1982 was an important year for OBM, as it was then called, as David Ogilvy left his French chateau to actually visit India. At the Advertising Congress he spoke about how Asian advertising was the tortoise that would overtake the western hare. He took a train from Delhi to Madras as he was paranoid of flying. But something else happened in 1982 at OBM. A 27-year-old Ranji trophy player by the name of Piyush Pandey joined the agency as a client service executive. In time he would transform an agency known more for its strategic direction into a creative powerhouse and give advertising an unmistakable Indian character and voice.
The times they were a changing!
The winds of change were already sweeping the Indian advertising scene. The industry which had reared itself on print advertising was suddenly discovering the power of television as the Asian games brought colour television into the country. Already the Liril advertisement in cinema halls with Karen Lunel dancing in the waterfall had men drooling and women fantasizing. Agencies geared up big time for TV and its potency as ads like “Hamara Bajaj” and “I love you Rasna” made it to TV screens, where entire families devotedly crowded around a single screen.
Talk to me in my mother tongue!
Advertising In India till then had been dominated by English copywriters from St. Stephens or Xaviers or Loyola, who had probably devoured “six weeks to words of power”. The advertising was western in thinking, orientation and execution. In the meantime, Piyush had moved to regional advertising in OBM. Even in the eighties, OBM had realized the value of speaking in Tamil to the Tamilian with the Asian paints Pongal commercial which appealed to Tamilian hearts, conceptualized and written as it was for Tamilians and their unique harvest festival. Around this time a public service ad was making waves on Doordarshan. “Mile sur mera tumhara” with its bevy of celebrities from the length and breadth of the country had been written by Piyush. People of my vintage still rave about it.
Chal meri Luna!
Public transport being the way it was, there was need for a cheap and easy mode of transport that even women could ride with ease. Deep down south the TVS 50 was finding increasing popularity aided as it was by an award-winning press campaign which I can still remember. “Teachers pet” read the ad which showed a young schoolteacher riding the TVS 50 proudly to school. The response from Luna was on TV and the simple and yet highly effective line “chal meri Luna” resonated with young India. This was the beginning perhaps of a style of advertising that Piyush so effortlessly led. An advertising style that resonated with India and Indians. Advertising that appealed to the heart and made the consumer think proudly “it’s about me”.
Cricket meri jaan!
Piyush was a cricketer who loved the game. It was an integral part of his life and was always a part of his vocabulary and thinking. Nowhere else was it in greater evidence than in the Cadbury’s commercial featuring a cricket match with a pretty girl in the audience dancing her way to the pitch and our hearts even as she dodged a bemused policeman, after the winning hit for six. An ad that’s still talked about years later and which was rightly rated as the ad of the century by the Bombay Ad club.
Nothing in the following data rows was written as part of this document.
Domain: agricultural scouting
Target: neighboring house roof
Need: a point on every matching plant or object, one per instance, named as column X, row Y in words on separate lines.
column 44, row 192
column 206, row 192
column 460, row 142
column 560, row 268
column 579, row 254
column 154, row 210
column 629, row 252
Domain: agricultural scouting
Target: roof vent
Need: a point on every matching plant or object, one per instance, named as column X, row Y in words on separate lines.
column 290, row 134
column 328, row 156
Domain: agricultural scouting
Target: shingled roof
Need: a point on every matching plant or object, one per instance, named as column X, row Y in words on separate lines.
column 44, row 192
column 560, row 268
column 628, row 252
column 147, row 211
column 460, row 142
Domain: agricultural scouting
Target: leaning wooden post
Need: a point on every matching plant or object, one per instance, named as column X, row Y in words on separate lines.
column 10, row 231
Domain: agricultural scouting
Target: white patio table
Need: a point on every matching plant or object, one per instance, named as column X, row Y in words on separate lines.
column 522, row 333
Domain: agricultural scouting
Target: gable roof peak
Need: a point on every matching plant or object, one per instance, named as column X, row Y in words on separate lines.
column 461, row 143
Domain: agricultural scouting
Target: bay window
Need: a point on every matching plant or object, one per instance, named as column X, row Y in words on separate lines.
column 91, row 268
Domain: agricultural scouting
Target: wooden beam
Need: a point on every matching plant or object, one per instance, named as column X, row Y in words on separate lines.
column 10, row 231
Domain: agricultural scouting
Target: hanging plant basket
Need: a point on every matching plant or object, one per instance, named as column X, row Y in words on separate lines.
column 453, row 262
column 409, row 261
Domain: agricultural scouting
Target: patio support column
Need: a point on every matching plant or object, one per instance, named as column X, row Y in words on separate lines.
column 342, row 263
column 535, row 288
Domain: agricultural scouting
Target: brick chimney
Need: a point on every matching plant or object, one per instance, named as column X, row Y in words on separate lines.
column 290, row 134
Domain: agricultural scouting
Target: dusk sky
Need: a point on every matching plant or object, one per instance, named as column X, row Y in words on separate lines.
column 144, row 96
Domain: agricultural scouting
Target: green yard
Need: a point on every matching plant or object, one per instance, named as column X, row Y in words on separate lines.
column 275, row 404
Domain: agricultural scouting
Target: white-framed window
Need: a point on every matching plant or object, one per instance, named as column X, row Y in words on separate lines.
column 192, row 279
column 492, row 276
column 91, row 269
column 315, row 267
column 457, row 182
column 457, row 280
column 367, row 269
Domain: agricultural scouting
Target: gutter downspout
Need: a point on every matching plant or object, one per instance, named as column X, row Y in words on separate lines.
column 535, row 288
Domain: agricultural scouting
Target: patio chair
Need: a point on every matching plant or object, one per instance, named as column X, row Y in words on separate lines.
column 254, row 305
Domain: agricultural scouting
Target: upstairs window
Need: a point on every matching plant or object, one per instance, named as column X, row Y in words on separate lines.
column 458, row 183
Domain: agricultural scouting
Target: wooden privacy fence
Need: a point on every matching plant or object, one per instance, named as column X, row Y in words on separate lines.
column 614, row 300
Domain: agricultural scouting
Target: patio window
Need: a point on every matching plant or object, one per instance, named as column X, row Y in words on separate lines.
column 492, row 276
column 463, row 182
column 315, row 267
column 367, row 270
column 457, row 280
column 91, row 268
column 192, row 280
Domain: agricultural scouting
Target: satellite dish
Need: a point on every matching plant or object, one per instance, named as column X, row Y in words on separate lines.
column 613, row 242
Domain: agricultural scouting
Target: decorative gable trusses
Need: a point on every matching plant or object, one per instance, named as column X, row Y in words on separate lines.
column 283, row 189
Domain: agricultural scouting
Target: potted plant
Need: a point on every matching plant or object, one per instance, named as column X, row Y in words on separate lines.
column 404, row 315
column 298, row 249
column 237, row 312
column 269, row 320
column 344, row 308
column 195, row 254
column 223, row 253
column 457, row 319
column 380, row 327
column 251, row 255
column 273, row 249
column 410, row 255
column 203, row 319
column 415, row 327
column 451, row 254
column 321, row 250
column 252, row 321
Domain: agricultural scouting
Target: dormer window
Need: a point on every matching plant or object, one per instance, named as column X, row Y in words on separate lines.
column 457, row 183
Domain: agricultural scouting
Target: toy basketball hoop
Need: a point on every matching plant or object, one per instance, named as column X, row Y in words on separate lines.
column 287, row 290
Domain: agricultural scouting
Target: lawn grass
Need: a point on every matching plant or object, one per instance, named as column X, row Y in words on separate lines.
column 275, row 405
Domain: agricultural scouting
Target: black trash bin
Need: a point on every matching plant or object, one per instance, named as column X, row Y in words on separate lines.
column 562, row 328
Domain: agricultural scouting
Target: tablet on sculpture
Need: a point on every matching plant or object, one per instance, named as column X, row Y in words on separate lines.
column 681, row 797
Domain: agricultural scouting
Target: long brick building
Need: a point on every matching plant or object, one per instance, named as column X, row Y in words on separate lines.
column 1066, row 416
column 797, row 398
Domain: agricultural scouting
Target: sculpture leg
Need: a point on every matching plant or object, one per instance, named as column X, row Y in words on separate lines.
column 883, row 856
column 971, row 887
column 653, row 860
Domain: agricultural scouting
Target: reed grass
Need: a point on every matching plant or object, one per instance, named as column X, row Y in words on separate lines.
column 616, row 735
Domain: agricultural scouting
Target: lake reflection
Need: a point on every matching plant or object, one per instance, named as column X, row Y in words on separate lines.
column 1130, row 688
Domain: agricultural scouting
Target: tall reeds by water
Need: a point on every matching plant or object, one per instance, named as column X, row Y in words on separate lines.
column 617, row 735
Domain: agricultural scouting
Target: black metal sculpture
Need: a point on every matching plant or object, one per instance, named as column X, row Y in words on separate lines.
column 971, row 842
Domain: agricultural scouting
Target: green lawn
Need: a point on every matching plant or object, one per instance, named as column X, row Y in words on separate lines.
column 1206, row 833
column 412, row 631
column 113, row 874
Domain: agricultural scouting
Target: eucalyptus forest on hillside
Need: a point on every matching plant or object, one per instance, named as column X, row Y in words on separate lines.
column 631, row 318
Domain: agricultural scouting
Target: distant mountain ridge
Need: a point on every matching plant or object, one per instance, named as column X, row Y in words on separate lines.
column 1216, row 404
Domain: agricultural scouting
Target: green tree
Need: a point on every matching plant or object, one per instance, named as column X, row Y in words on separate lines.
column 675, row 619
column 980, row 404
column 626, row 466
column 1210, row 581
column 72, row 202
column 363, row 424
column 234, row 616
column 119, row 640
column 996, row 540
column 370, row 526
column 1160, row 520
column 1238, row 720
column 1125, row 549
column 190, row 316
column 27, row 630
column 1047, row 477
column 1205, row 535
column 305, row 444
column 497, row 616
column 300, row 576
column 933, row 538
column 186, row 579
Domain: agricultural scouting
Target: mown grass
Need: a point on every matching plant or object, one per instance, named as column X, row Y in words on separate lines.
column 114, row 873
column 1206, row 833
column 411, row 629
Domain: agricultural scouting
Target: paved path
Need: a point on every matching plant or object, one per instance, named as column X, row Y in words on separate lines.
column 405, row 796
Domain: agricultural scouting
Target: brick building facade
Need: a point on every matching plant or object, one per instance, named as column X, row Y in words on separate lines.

Stick it, shut it and forget it!
Pidilite industries and Ogilvy have had a fantastic relationship. Fevicol was a clear market leader and probably needed very little advertising given its heritage and standing. However, some of the best ads for Fevicol have been created by Ogilvy, whether it was millions of passengers stuck to a rickety bus on a winding road or the carpenter trying to break an egg. My personal favourite is the Fevikwik ad where we have the sophisticated angler struggling to catch a solitary fish whilst the country bumpkin walks away triumphantly in a jiffy after snaring many fish which get stuck to his fishing rod which has Fevikwik in it. Probably Piyush’s earthy way of cocking a snook at the anglicized copy writer!
The list continues!
A classic case of appealing to the heart in the language and idiom of the consumer is perhaps best exemplified by the Asian paints ad “har ghar kuch kehta hai”. I was so impressed with the advertising that I went and bought the stock! But that’s another story. On a more serious note, the Vodafone ads stole the thunder from Airtel’s advertising, making the market leader look dated and fuddy duddy causing the brand to change its advertising strategy. Titan continues to be one of the most important clients of Ogilvy, winning awards and ensuring that the brand continues to be the market leader by far.
And what about the consumer?
As someone who loves advertising and who has spent his entire life in this business, I can say with certainty that the passing of Piyush has left a gaping hole in the industry. Indian consumers love ads, sometimes more than the programmes in which these ads are featured. And the loss of Piyush, will be felt in every household in India. His creativity will be missed by every Television watcher in India, perhaps most of all by me, his unabashed admirer.